Now to make a decent animation I always had a right edge hiding to 45°-edge. When the tool started to move forward, the right edge would move simultaneously, thus revealing the 45°-edge.
I was wondering if there isn’t a correcter way to do it…
Like a function that enables an object to deform another object in animation time.
You could try to use shapekeys and actually move vertices to produce what you want. By keying the influence of the shape key you can actually deform the object during animation.
Another way to do this, would be to animate a Boolean cut. You would need too cutting objects. One that is not rendered but that actual creates the Boolean Difference object. And another that represents the real world cutter, but that does not actually figure into the Boolean. Here is a quick test if you care.
Note: You need a lot of verts to make the Boolean work well.
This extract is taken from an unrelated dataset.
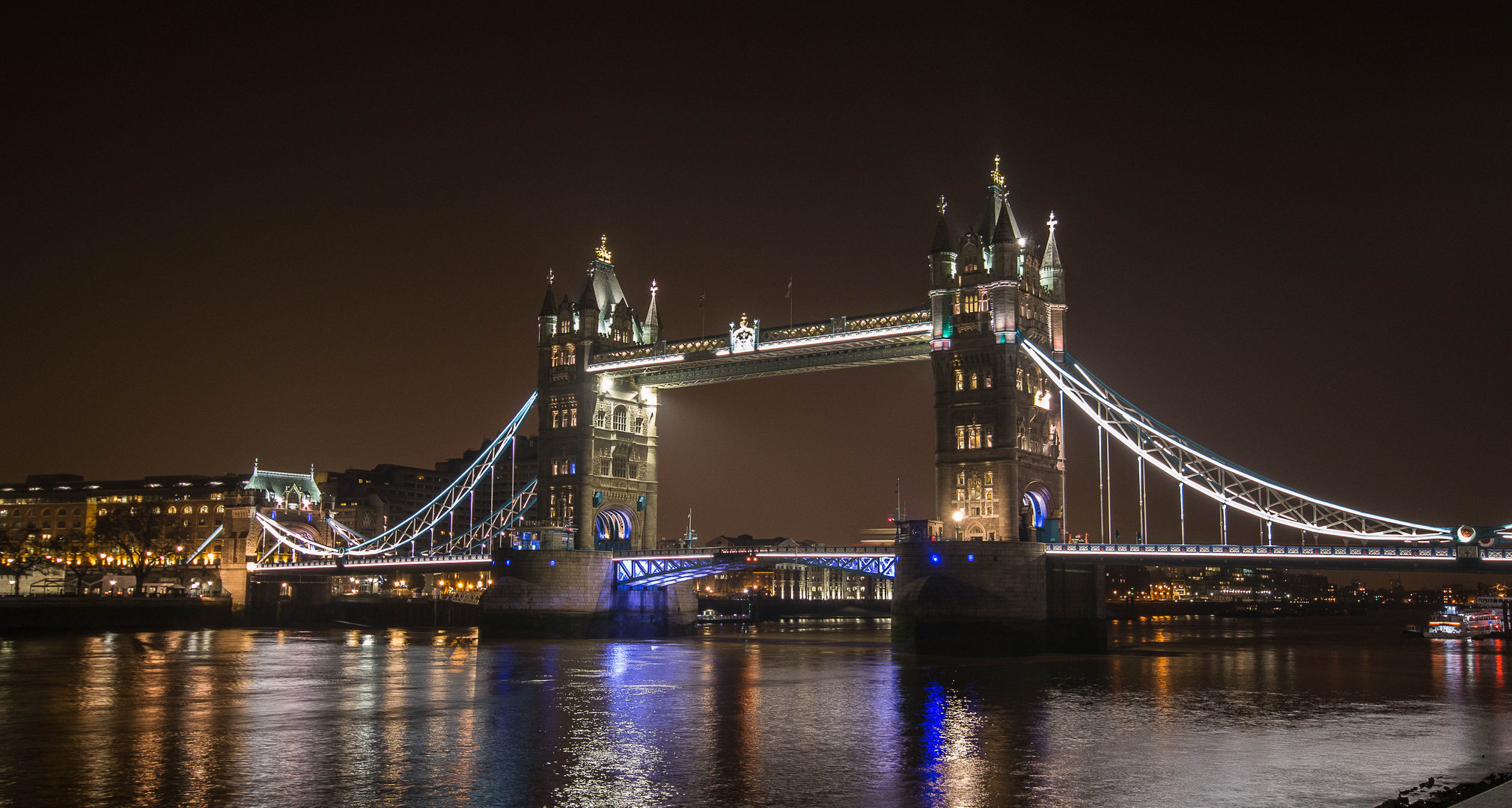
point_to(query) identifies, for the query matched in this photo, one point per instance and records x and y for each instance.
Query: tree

So, for something simply like a 45 degree bevel they are OK. But anything more complex, you should go with shape keys like Musk said.
@ Musk: I learned something with your method, but it will be too much manual labour. I prefer the cheating method I use then
@ DichotomyMatt: Hehehe, I came up with the same test. It works fine, untill you have too let it make a turn. There the Boolean method doesn’t follow the turn and so you can’t apply it.